You’d need a heart of stone not to laugh at what happened when a D.C. news crew rolled into a neighborhood supposedly mis-identified as “sketchy” by a controversial new phone app that tells users to avoid high-crime neighborhoods. From The Raw Story:
WUSA9 reporter Mola Lenghi said that he, photographer James Hash, and intern Taylor Bisciotti were in the Petworth area interviewing residents who lived there.
“We were doing a story on an app that describes ‘sketchy’ neighborhoods,” Lenghi said. “It led us to the Petworth neighborhood of Northwest, and I’m not going to call it a ‘sketchy’ neighborhood, but as folks were telling us that it was a good neighborhood, and that not much activity happens around there — as that was being told to us, our van was being robbed.”
“We got back to the news van,” he continued, “and noticed that the lock was popped out. Got in there, and noticed that all of our stuff was gone. I had a backpack full of electronics.”
Lenghi then turned to photographer James Hash, who said that he had two backpacks full of equipment that he had “built up over a career, 15 years.”
Taylor Bisciotti, the intern, had her iPhone stolen, but the crew was able to use the “Find my iPhone” application to track its location, eventually finding it — and much of the crew’s other gear — in a raccoon-infested dumpster in a different part of DC.

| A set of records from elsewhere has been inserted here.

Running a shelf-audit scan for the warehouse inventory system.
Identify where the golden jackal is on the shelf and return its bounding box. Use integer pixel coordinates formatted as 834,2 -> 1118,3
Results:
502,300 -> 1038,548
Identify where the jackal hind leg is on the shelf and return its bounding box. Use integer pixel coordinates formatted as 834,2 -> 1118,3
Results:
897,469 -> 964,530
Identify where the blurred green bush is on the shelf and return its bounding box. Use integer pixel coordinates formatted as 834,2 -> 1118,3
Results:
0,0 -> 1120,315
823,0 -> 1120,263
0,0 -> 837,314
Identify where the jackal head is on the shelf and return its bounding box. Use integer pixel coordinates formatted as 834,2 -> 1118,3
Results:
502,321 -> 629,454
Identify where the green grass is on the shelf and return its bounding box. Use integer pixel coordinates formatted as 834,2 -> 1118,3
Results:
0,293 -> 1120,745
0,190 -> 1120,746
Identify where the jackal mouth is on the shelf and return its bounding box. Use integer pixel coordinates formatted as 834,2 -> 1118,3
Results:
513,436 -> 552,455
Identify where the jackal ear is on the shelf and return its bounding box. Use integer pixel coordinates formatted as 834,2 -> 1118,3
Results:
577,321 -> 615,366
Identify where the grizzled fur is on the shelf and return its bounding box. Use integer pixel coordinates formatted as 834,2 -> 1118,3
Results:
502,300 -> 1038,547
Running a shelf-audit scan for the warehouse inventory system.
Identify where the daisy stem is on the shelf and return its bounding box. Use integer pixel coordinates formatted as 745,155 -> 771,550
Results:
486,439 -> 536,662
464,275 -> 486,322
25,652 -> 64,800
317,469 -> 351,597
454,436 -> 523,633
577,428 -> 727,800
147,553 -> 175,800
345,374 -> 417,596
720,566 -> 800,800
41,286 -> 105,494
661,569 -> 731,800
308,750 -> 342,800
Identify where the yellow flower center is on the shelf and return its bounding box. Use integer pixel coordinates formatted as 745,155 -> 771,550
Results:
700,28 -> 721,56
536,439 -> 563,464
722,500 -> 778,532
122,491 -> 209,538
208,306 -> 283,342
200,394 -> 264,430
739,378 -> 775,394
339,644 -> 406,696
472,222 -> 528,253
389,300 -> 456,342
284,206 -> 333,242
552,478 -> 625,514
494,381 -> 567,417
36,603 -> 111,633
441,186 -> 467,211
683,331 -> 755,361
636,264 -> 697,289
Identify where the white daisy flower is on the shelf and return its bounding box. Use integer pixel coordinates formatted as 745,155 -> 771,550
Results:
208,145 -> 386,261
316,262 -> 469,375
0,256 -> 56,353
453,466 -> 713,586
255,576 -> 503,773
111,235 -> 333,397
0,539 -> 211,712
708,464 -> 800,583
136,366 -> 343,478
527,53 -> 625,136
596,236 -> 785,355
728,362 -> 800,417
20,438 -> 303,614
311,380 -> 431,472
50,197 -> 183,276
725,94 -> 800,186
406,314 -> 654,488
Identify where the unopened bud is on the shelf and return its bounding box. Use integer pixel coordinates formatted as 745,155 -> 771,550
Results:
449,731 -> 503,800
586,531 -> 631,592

I gather the app in question works primarily by collating police incident reports, which would seem like a relatively solid way to establish that a particular area has experienced a troubling volume of recent crime – some of which might not be common knowledge among all the residents of the area, especially in the case of low-key non-violent property crimes. Closing your eyes because distasteful reality is politically incorrect rarely works out well.